Tuve ocasión en este último verano de ver sin prisa una muestra de la pintura de Camille Pissarro en la Fundación Thyssen. Disfruté sumergiéndome en su mundo pictórico. Busqué un punto de referencia que era la convivencia de la modernidad con el mundo idílico de su refugio campesino. En sus cuadros aparecían chimeneas que reflejaban la transformación del mundo rural. Sentí esa transición de siglo entre la sociedad estática del campo y la llegada de la industrialización y percibí el hondo malestar y a la vez fascinación por esa metamorfosis de Pissarro. Miré uno a uno sus setenta cuadros buscando entender sus reflexiones sobre el tiempo que le había tocado vivir, un mundo que iba a llevar a la desaparición del paraíso rural. Cada cuadro era un instante, un latido de la existencia del pintor y el espectador lentamente podía entrar en esa maravilla que es la percepción del tiempo. Pero esto me agotó al cabo de dos horas. Mi mente estaba saturada de belleza. Y mi visión, todo lo relativa que pueda considerarse, me había producido un hondo placer que aún retengo, igual que recuerdo mi recorrido por el templo budista de Borobudur en Java. La contemplación de una obra artística es misteriosa, no sabemos por qué algo nos conmociona aunque busquemos interpretaciones racionales.

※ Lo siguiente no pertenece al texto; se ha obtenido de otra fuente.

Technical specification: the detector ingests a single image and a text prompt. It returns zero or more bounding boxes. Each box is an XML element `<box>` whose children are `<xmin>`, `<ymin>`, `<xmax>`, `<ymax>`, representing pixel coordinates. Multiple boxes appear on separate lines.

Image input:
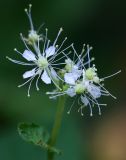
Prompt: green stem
<box><xmin>47</xmin><ymin>96</ymin><xmax>66</xmax><ymax>160</ymax></box>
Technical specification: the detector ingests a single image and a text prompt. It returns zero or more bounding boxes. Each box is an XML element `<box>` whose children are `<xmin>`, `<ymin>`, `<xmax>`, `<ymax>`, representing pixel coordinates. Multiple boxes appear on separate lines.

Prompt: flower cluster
<box><xmin>7</xmin><ymin>4</ymin><xmax>121</xmax><ymax>116</ymax></box>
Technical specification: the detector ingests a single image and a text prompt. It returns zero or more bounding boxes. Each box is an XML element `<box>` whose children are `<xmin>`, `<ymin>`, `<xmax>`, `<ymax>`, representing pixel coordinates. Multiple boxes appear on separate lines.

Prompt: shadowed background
<box><xmin>0</xmin><ymin>0</ymin><xmax>125</xmax><ymax>160</ymax></box>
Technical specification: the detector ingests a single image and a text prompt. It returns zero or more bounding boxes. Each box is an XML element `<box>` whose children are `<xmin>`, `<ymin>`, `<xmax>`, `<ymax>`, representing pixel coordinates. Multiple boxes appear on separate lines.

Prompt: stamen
<box><xmin>18</xmin><ymin>75</ymin><xmax>36</xmax><ymax>88</ymax></box>
<box><xmin>80</xmin><ymin>107</ymin><xmax>84</xmax><ymax>116</ymax></box>
<box><xmin>88</xmin><ymin>95</ymin><xmax>102</xmax><ymax>115</ymax></box>
<box><xmin>36</xmin><ymin>73</ymin><xmax>41</xmax><ymax>91</ymax></box>
<box><xmin>51</xmin><ymin>62</ymin><xmax>66</xmax><ymax>66</ymax></box>
<box><xmin>37</xmin><ymin>37</ymin><xmax>40</xmax><ymax>53</ymax></box>
<box><xmin>74</xmin><ymin>44</ymin><xmax>85</xmax><ymax>63</ymax></box>
<box><xmin>37</xmin><ymin>22</ymin><xmax>45</xmax><ymax>33</ymax></box>
<box><xmin>99</xmin><ymin>83</ymin><xmax>117</xmax><ymax>99</ymax></box>
<box><xmin>53</xmin><ymin>28</ymin><xmax>63</xmax><ymax>46</ymax></box>
<box><xmin>14</xmin><ymin>48</ymin><xmax>22</xmax><ymax>56</ymax></box>
<box><xmin>101</xmin><ymin>93</ymin><xmax>109</xmax><ymax>96</ymax></box>
<box><xmin>84</xmin><ymin>95</ymin><xmax>93</xmax><ymax>116</ymax></box>
<box><xmin>46</xmin><ymin>40</ymin><xmax>50</xmax><ymax>49</ymax></box>
<box><xmin>33</xmin><ymin>43</ymin><xmax>41</xmax><ymax>57</ymax></box>
<box><xmin>6</xmin><ymin>56</ymin><xmax>35</xmax><ymax>66</ymax></box>
<box><xmin>88</xmin><ymin>100</ymin><xmax>93</xmax><ymax>117</ymax></box>
<box><xmin>27</xmin><ymin>75</ymin><xmax>35</xmax><ymax>97</ymax></box>
<box><xmin>55</xmin><ymin>37</ymin><xmax>67</xmax><ymax>53</ymax></box>
<box><xmin>20</xmin><ymin>33</ymin><xmax>31</xmax><ymax>51</ymax></box>
<box><xmin>83</xmin><ymin>57</ymin><xmax>95</xmax><ymax>66</ymax></box>
<box><xmin>51</xmin><ymin>66</ymin><xmax>65</xmax><ymax>82</ymax></box>
<box><xmin>67</xmin><ymin>96</ymin><xmax>77</xmax><ymax>114</ymax></box>
<box><xmin>24</xmin><ymin>4</ymin><xmax>34</xmax><ymax>31</ymax></box>
<box><xmin>87</xmin><ymin>45</ymin><xmax>91</xmax><ymax>68</ymax></box>
<box><xmin>47</xmin><ymin>69</ymin><xmax>62</xmax><ymax>90</ymax></box>
<box><xmin>50</xmin><ymin>51</ymin><xmax>71</xmax><ymax>64</ymax></box>
<box><xmin>81</xmin><ymin>45</ymin><xmax>93</xmax><ymax>61</ymax></box>
<box><xmin>49</xmin><ymin>43</ymin><xmax>73</xmax><ymax>62</ymax></box>
<box><xmin>78</xmin><ymin>105</ymin><xmax>85</xmax><ymax>116</ymax></box>
<box><xmin>50</xmin><ymin>66</ymin><xmax>65</xmax><ymax>71</ymax></box>
<box><xmin>100</xmin><ymin>70</ymin><xmax>121</xmax><ymax>81</ymax></box>
<box><xmin>46</xmin><ymin>91</ymin><xmax>62</xmax><ymax>95</ymax></box>
<box><xmin>72</xmin><ymin>44</ymin><xmax>85</xmax><ymax>69</ymax></box>
<box><xmin>49</xmin><ymin>92</ymin><xmax>66</xmax><ymax>99</ymax></box>
<box><xmin>43</xmin><ymin>28</ymin><xmax>48</xmax><ymax>56</ymax></box>
<box><xmin>86</xmin><ymin>94</ymin><xmax>107</xmax><ymax>107</ymax></box>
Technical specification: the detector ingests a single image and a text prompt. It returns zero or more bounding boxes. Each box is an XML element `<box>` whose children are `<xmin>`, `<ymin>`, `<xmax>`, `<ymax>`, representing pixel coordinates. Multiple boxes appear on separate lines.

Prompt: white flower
<box><xmin>64</xmin><ymin>64</ymin><xmax>82</xmax><ymax>85</ymax></box>
<box><xmin>64</xmin><ymin>44</ymin><xmax>94</xmax><ymax>85</ymax></box>
<box><xmin>47</xmin><ymin>44</ymin><xmax>121</xmax><ymax>116</ymax></box>
<box><xmin>24</xmin><ymin>4</ymin><xmax>44</xmax><ymax>44</ymax></box>
<box><xmin>64</xmin><ymin>58</ymin><xmax>82</xmax><ymax>85</ymax></box>
<box><xmin>7</xmin><ymin>28</ymin><xmax>72</xmax><ymax>97</ymax></box>
<box><xmin>47</xmin><ymin>80</ymin><xmax>106</xmax><ymax>116</ymax></box>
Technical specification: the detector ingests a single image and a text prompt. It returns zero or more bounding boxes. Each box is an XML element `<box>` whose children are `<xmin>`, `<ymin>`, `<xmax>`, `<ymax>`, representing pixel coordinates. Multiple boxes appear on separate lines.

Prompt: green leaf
<box><xmin>18</xmin><ymin>123</ymin><xmax>49</xmax><ymax>144</ymax></box>
<box><xmin>18</xmin><ymin>123</ymin><xmax>61</xmax><ymax>155</ymax></box>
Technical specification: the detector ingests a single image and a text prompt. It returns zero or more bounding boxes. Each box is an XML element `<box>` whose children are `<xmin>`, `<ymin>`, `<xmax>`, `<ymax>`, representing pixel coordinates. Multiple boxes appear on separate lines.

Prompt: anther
<box><xmin>90</xmin><ymin>113</ymin><xmax>93</xmax><ymax>117</ymax></box>
<box><xmin>67</xmin><ymin>111</ymin><xmax>70</xmax><ymax>114</ymax></box>
<box><xmin>24</xmin><ymin>9</ymin><xmax>28</xmax><ymax>12</ymax></box>
<box><xmin>60</xmin><ymin>27</ymin><xmax>63</xmax><ymax>32</ymax></box>
<box><xmin>29</xmin><ymin>4</ymin><xmax>32</xmax><ymax>8</ymax></box>
<box><xmin>14</xmin><ymin>48</ymin><xmax>17</xmax><ymax>51</ymax></box>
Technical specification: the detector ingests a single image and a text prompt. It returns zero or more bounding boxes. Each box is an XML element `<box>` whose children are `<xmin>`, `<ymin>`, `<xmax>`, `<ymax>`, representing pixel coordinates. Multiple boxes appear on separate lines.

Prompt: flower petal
<box><xmin>23</xmin><ymin>68</ymin><xmax>36</xmax><ymax>79</ymax></box>
<box><xmin>23</xmin><ymin>50</ymin><xmax>36</xmax><ymax>61</ymax></box>
<box><xmin>71</xmin><ymin>68</ymin><xmax>82</xmax><ymax>81</ymax></box>
<box><xmin>87</xmin><ymin>84</ymin><xmax>101</xmax><ymax>99</ymax></box>
<box><xmin>50</xmin><ymin>68</ymin><xmax>58</xmax><ymax>80</ymax></box>
<box><xmin>41</xmin><ymin>70</ymin><xmax>51</xmax><ymax>84</ymax></box>
<box><xmin>81</xmin><ymin>96</ymin><xmax>89</xmax><ymax>106</ymax></box>
<box><xmin>66</xmin><ymin>88</ymin><xmax>76</xmax><ymax>97</ymax></box>
<box><xmin>64</xmin><ymin>73</ymin><xmax>76</xmax><ymax>85</ymax></box>
<box><xmin>45</xmin><ymin>46</ymin><xmax>56</xmax><ymax>58</ymax></box>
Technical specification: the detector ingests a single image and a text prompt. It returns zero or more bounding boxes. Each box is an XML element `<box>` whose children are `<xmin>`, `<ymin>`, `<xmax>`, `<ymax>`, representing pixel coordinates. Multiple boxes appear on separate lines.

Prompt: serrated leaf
<box><xmin>18</xmin><ymin>123</ymin><xmax>61</xmax><ymax>155</ymax></box>
<box><xmin>18</xmin><ymin>123</ymin><xmax>49</xmax><ymax>144</ymax></box>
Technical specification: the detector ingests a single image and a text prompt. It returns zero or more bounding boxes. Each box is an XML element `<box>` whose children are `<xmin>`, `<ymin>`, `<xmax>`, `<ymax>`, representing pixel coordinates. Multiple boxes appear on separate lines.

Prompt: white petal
<box><xmin>73</xmin><ymin>65</ymin><xmax>78</xmax><ymax>70</ymax></box>
<box><xmin>87</xmin><ymin>84</ymin><xmax>101</xmax><ymax>99</ymax></box>
<box><xmin>71</xmin><ymin>68</ymin><xmax>82</xmax><ymax>81</ymax></box>
<box><xmin>81</xmin><ymin>96</ymin><xmax>89</xmax><ymax>106</ymax></box>
<box><xmin>45</xmin><ymin>46</ymin><xmax>56</xmax><ymax>58</ymax></box>
<box><xmin>66</xmin><ymin>88</ymin><xmax>76</xmax><ymax>97</ymax></box>
<box><xmin>64</xmin><ymin>73</ymin><xmax>76</xmax><ymax>85</ymax></box>
<box><xmin>50</xmin><ymin>68</ymin><xmax>58</xmax><ymax>80</ymax></box>
<box><xmin>23</xmin><ymin>50</ymin><xmax>36</xmax><ymax>61</ymax></box>
<box><xmin>23</xmin><ymin>68</ymin><xmax>36</xmax><ymax>79</ymax></box>
<box><xmin>41</xmin><ymin>70</ymin><xmax>51</xmax><ymax>84</ymax></box>
<box><xmin>76</xmin><ymin>59</ymin><xmax>82</xmax><ymax>67</ymax></box>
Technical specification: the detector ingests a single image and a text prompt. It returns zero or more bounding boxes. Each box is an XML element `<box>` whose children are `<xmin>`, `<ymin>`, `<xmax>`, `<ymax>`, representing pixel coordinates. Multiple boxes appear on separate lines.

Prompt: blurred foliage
<box><xmin>18</xmin><ymin>123</ymin><xmax>61</xmax><ymax>155</ymax></box>
<box><xmin>0</xmin><ymin>0</ymin><xmax>126</xmax><ymax>160</ymax></box>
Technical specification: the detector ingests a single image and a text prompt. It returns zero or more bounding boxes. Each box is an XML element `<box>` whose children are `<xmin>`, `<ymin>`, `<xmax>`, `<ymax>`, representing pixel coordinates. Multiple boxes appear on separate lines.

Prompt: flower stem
<box><xmin>47</xmin><ymin>96</ymin><xmax>66</xmax><ymax>160</ymax></box>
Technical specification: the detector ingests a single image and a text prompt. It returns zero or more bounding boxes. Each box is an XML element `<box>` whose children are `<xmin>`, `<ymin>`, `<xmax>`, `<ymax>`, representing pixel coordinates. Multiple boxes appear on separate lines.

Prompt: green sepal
<box><xmin>18</xmin><ymin>123</ymin><xmax>61</xmax><ymax>155</ymax></box>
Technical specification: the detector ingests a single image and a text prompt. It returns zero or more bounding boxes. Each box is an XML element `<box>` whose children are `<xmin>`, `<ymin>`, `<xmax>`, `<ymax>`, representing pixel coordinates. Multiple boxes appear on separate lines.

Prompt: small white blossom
<box><xmin>64</xmin><ymin>44</ymin><xmax>94</xmax><ymax>85</ymax></box>
<box><xmin>24</xmin><ymin>4</ymin><xmax>44</xmax><ymax>44</ymax></box>
<box><xmin>7</xmin><ymin>28</ymin><xmax>72</xmax><ymax>97</ymax></box>
<box><xmin>47</xmin><ymin>45</ymin><xmax>121</xmax><ymax>116</ymax></box>
<box><xmin>64</xmin><ymin>61</ymin><xmax>82</xmax><ymax>85</ymax></box>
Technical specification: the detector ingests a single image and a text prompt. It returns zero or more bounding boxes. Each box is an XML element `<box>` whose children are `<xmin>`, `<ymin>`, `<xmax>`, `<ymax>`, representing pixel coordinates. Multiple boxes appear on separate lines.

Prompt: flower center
<box><xmin>75</xmin><ymin>83</ymin><xmax>86</xmax><ymax>94</ymax></box>
<box><xmin>65</xmin><ymin>59</ymin><xmax>74</xmax><ymax>72</ymax></box>
<box><xmin>38</xmin><ymin>57</ymin><xmax>49</xmax><ymax>69</ymax></box>
<box><xmin>85</xmin><ymin>68</ymin><xmax>96</xmax><ymax>80</ymax></box>
<box><xmin>28</xmin><ymin>30</ymin><xmax>39</xmax><ymax>43</ymax></box>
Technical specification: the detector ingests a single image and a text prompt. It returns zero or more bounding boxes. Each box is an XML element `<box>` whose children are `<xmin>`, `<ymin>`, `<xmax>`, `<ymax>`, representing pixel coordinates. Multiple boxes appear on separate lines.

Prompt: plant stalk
<box><xmin>47</xmin><ymin>96</ymin><xmax>66</xmax><ymax>160</ymax></box>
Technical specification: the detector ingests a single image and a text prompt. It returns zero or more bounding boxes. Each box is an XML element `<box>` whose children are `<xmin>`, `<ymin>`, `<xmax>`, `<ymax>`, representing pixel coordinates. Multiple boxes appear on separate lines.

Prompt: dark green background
<box><xmin>0</xmin><ymin>0</ymin><xmax>125</xmax><ymax>160</ymax></box>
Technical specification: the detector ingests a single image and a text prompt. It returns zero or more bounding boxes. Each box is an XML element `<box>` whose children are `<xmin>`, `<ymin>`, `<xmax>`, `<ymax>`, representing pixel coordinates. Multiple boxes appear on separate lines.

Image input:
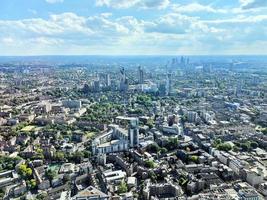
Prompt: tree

El espectador de arte necesita tiempo y silencio para lograr aislarse en la contemplación de algo que representa arte y tiempo. Por eso solo quiero ver pequeñas muestras artísticas no demasiado solicitadas y en soledad. Una mañana sería corta para mirar un cuadro de El Bosco, una pintura de El Greco. El turismo masivo nos puede llevar a ver ochocientas obras artísticas en cinco horas pero la mente no puede retener nada, no hay nada detrás de ello. Es puro consumismo del hombre moderno que va  a todos los sitios con prisa y no ve nada. Es una contradicción del hombre urbano que vive en ciudades esencialmente feas y en entornos degradados o sumergido en artefactos tecnológicos que lo absorben y que no le dejan recuperar ese tempus lento necesario para ver algo.


Así que cuando llego a una ciudad prefiero recorrer sus tabernas antes que sus museos. No me encuentro preparado para ello.